Thursday, July 31, 2014

Taking the Lane: How Predictable!

First order of business, today is the last day to log your miles for the National Bike Challenge for the month of July. So if you have not already log those miles. Further, if by chance you have not signed up yet, it is not to late to be a part of this movement.

If you look on the National Bike Challenge website, you will notice that there is tab you can click on about bike safety. One the points made is the importance of being a predictable cyclist. What this means is biking in way such that your intentions are clear to the cars, pedestrians, and other cyclists around you. It is a really easy way to keep yourself safer and to not annoy those around you. (Think about how much love that pedestrian who suddenly walks into the middle of the bike path.)
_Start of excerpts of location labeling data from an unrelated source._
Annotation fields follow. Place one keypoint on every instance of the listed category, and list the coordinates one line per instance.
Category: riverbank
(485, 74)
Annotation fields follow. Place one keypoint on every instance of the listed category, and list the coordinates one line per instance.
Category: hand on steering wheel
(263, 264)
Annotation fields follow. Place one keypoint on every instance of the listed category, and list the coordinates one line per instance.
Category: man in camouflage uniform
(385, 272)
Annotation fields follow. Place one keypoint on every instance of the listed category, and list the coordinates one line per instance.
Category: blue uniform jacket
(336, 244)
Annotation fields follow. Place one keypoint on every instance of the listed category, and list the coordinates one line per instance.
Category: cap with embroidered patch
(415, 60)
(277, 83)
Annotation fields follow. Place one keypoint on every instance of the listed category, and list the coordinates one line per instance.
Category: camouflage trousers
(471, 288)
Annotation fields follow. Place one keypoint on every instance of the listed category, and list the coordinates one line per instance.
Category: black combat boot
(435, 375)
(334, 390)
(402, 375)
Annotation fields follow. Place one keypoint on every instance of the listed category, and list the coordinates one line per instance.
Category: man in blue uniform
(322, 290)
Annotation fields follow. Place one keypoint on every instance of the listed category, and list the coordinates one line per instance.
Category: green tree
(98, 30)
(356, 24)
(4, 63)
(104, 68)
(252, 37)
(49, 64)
It is something most of us could always get a little better at, myself included. For me, I can get lazy about signaling and such when I am tired or stressed. So here are a few tips on being predictable.

Hand Signals


Motorists (should always) use turn signals and break lights to communicate with divers around them. This always for smoother traffic flow and reduces accidents and when used consistently. It is also something that we have all come to expect. (Think about how annoying it is when someone forgets a turn signal.) Bikers have their method of communicating their intentions in the form of hand signals. A diagram of the signals can be found bellow. Most of us who have been cycling for awhile are very familiar with the hand signals, but I will admit that I did not know what they were until I was about four month into commuting. A few notes about hand signals, most people expect you to signal by pointing to the direction you are turning. The left handed right turn signal is not as commonly used. I have also seen people indicate that they are stopping by putting a hand up. This is technically not correct, but look out for it. Also, if you are cycling in heavy bike traffic (awesome) take care not to be so exuberant with your signally that you hit the person next to you.
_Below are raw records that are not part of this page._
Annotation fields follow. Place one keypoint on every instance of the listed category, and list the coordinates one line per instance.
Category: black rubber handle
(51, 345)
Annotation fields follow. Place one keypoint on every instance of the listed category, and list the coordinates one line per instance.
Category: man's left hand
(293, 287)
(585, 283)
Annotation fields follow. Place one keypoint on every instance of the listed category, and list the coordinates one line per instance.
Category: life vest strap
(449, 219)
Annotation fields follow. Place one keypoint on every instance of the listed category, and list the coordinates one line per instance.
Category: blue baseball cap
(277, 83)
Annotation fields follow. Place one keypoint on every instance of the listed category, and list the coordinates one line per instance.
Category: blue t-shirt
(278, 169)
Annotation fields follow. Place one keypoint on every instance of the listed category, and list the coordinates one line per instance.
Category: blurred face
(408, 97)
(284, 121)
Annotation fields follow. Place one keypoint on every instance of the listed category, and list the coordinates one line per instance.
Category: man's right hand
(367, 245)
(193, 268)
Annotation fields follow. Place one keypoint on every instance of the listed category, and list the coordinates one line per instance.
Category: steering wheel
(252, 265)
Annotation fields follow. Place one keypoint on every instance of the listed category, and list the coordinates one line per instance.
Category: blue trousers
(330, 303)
Also, one further note, it is up to those of us who have been cycling for longer to make sure the newer cyclists and newer drivers are informed on hand signal meaning and usage.
Hand Signals
(image from https://www.portlandoregon.gov/transportation/article/312586)

Look Ahead

Remember when you where learning how to drive and you were interacted to always look ahead and anticipate the actions of others on the road and keep an eye out for obstacles? Same idea applies on the bike. Roads these days seem to be strewn with a series of obstacles. So far in my own commute, I have had to avoid pot holes, broken glass, ceiling tiles, banana peels, hammers, knives, plywood among other things. I promise you that I am not commuting in the suburbs of London not a video game. Sudden swerving is sometimes unavoidable, but if you know there is an obstacle coming there are a few things you can do to give the motorists plenty of time to react to you moving into the center of the lane.
What my commute sometimes feels like
Let me give you the following scenario. You are lucky enough to have bike lane to travel on for your commute and up ahead you see that some cars have parked in your lane and you will need to move into the center of the road. Do you wait to merge until you have almost approached the park vehicles or do you merge earlier? The correct answer is to merge well before the obstacle and as soon as you see a gap in the traffic. To do this, signal that you will be entering traffic. Check to make sure the path is clear, and gently guide your bike to the center of the lane, ensuring you are far enough away from the parked car to avoid getting doored. This has also given the drivers behind you plenty of time to respond to having a slower vehicle in the center of the lane. I use the same technique for entering the center of the lane when I know that a section of road will be littered with potholes. However, this only works if you have either noticed the obstacles well in advance or are familiar enough with this stretch of road to know that they are there. Which leads me to stress the importance of looking ahead and anticipating the unexpected. This keeps everyone safer.Another time to consider moving closer to the center of the lane, is if you see a car about to turn onto your road from a side road. It has been my experience that these drivers often pull further forward than they should and this could keep you from suddenly swerving into the middle of the lane.


Traffic Weaving


Traffic weaving is practiced by both cyclists and motorbikes alike. This is when a two wheeled vehicle does things like weaving in and around a line of slow moving traffic, or making a third lane when none exists. The legalities on this practice vary from state to state and country to country. It is not a safe practice and is not recommended even when legal. Drivers will not know how to anticipate your next action if you are weaving around cars. It is better to wait in traffic than to jump unexpectedly in and out of it. Along those lines, it is neither legal or safe to weave on and off the sidewalks to get around slow moving traffic. Just do not do it.


Quick Thinking


There are times when you are cycling that the unexpected will happen and you will have to react. There could be a sudden obstacle in your path or you encounter unpredictable behavior from someone you are sharing the road or path with. In this case, do a quick check, if you have time, before you swerve to avoid. If you have cyclists behind you and you need to do a quick break, try to let them know verbally, if you do have time to signal.  It is important to realize that this does not count as being an unpredictable cyclist in these cases.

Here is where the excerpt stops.